October 9, 2002, Page 36

Transcribed by Dolores (Mohr) Kenyon.

Index of "Oldies" Articles 


Compiled by Dee Zimmerman


Clark County News


October 1892


The Sherman Guards and the Firemen’s Corporation are demonstrating the fact that they mean business when they say they will have the new hall and armory up before the snow flies. They have commenced to excavate for the new structure and are hauling stones for the foundation. The plans and specifications are now in the possession of the company and may be seen at Sniteman’s Drug Store.  The building, if completed according to the plans, will certainly be an ornament to the city.  It will also be a place of amusement where everybody will wish to go for an evening of enjoyment.

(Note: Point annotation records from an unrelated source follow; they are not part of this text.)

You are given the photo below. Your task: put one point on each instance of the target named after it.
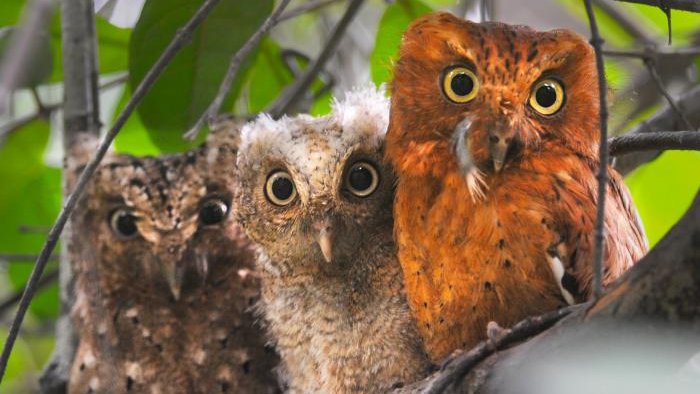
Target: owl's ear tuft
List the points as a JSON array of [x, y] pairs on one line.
[[225, 132]]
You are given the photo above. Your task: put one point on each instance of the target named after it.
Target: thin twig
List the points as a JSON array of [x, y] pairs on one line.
[[23, 43], [455, 369], [17, 257], [663, 119], [9, 127], [10, 301], [653, 53], [182, 36], [33, 229], [625, 20], [233, 67], [311, 6], [685, 5], [662, 140], [660, 85], [597, 43], [291, 94]]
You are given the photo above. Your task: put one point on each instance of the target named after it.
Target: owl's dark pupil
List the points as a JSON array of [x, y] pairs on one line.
[[126, 224], [546, 96], [213, 212], [282, 188], [360, 178], [462, 84]]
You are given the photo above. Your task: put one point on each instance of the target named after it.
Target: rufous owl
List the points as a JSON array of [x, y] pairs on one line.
[[316, 196], [494, 138], [165, 280]]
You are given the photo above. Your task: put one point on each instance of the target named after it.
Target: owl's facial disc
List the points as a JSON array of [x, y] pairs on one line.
[[459, 140], [501, 143]]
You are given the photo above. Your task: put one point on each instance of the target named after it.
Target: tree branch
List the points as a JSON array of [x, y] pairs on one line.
[[597, 43], [628, 22], [659, 296], [660, 86], [17, 257], [10, 301], [181, 38], [685, 5], [236, 61], [19, 122], [660, 140], [664, 119], [291, 94], [310, 6], [454, 369], [21, 49]]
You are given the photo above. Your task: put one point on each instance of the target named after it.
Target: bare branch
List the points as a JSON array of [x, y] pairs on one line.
[[310, 6], [16, 124], [664, 119], [597, 43], [626, 21], [654, 53], [22, 46], [10, 301], [17, 257], [662, 140], [454, 369], [292, 93], [32, 229], [182, 36], [235, 64], [685, 5], [660, 85]]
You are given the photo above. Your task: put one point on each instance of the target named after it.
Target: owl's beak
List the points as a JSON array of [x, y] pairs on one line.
[[499, 144], [324, 238], [459, 141], [174, 274]]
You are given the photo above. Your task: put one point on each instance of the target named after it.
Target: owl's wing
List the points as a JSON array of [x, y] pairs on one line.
[[625, 242]]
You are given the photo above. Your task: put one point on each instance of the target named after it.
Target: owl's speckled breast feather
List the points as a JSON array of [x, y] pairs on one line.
[[517, 241]]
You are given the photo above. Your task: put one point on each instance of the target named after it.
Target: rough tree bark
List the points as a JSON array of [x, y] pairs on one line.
[[80, 118], [658, 299]]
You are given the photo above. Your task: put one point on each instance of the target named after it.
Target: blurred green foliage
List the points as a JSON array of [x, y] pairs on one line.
[[191, 80], [31, 195]]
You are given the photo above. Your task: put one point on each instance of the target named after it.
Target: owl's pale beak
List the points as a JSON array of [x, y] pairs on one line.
[[324, 238], [173, 275], [459, 141], [499, 144]]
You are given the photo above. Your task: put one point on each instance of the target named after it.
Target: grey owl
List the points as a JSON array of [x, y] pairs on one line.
[[165, 280], [315, 194]]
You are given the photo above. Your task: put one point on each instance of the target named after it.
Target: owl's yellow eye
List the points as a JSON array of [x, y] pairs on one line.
[[280, 189], [123, 223], [460, 84], [362, 179], [547, 97]]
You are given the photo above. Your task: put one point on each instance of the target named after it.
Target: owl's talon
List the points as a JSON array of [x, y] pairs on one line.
[[495, 333]]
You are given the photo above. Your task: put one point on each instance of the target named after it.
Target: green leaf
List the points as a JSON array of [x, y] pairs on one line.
[[189, 83], [393, 23], [33, 199], [268, 77], [664, 189], [111, 41], [42, 61], [134, 138]]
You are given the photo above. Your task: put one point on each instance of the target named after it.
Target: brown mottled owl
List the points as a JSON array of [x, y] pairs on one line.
[[494, 138], [165, 280], [316, 195]]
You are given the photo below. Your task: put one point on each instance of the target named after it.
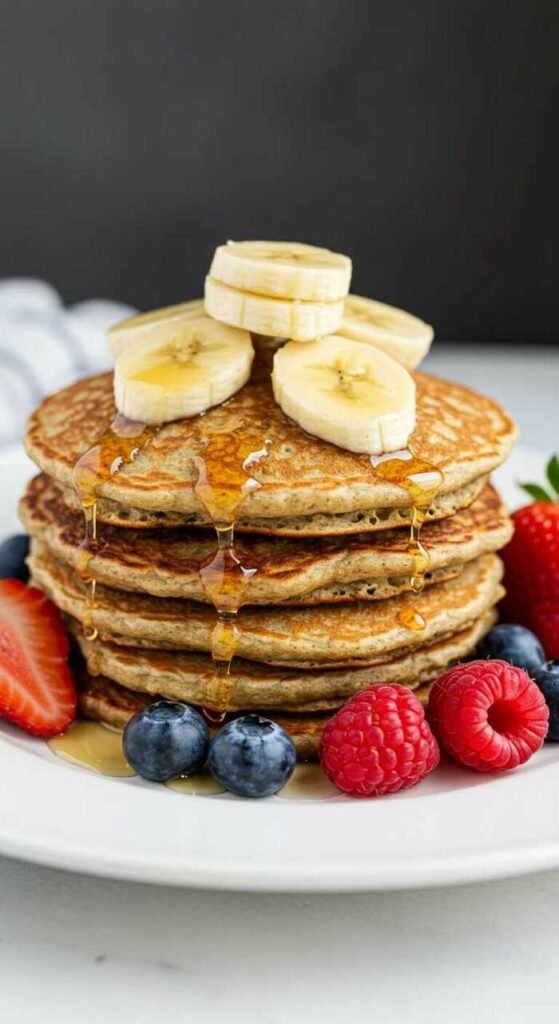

Tuesday afternoon, during the horse races at the fair grounds, Duck Wheaton’s white nag decided to join the other horses in the competition.  Hitched to the high board fence, he worked the bridle off his head and made his way to the track.  Wandering around through the buggies, wagons, and peanut stands on his first heat, followed by a crowd of boys and men, he made it through to the gate entrance where he was captured.  One of the thills of the buggy to which he was attached was broken and he had received a severe cut on his right hind leg.


We have learned that A. E. Darton, of the Town of Unity, has commenced the building of a new residence on his farm.  The house will be 32’x32’, with a wing of 16’x26’.  The building will be brick veneered and will provide not only a comfortable but also a very attractive place. 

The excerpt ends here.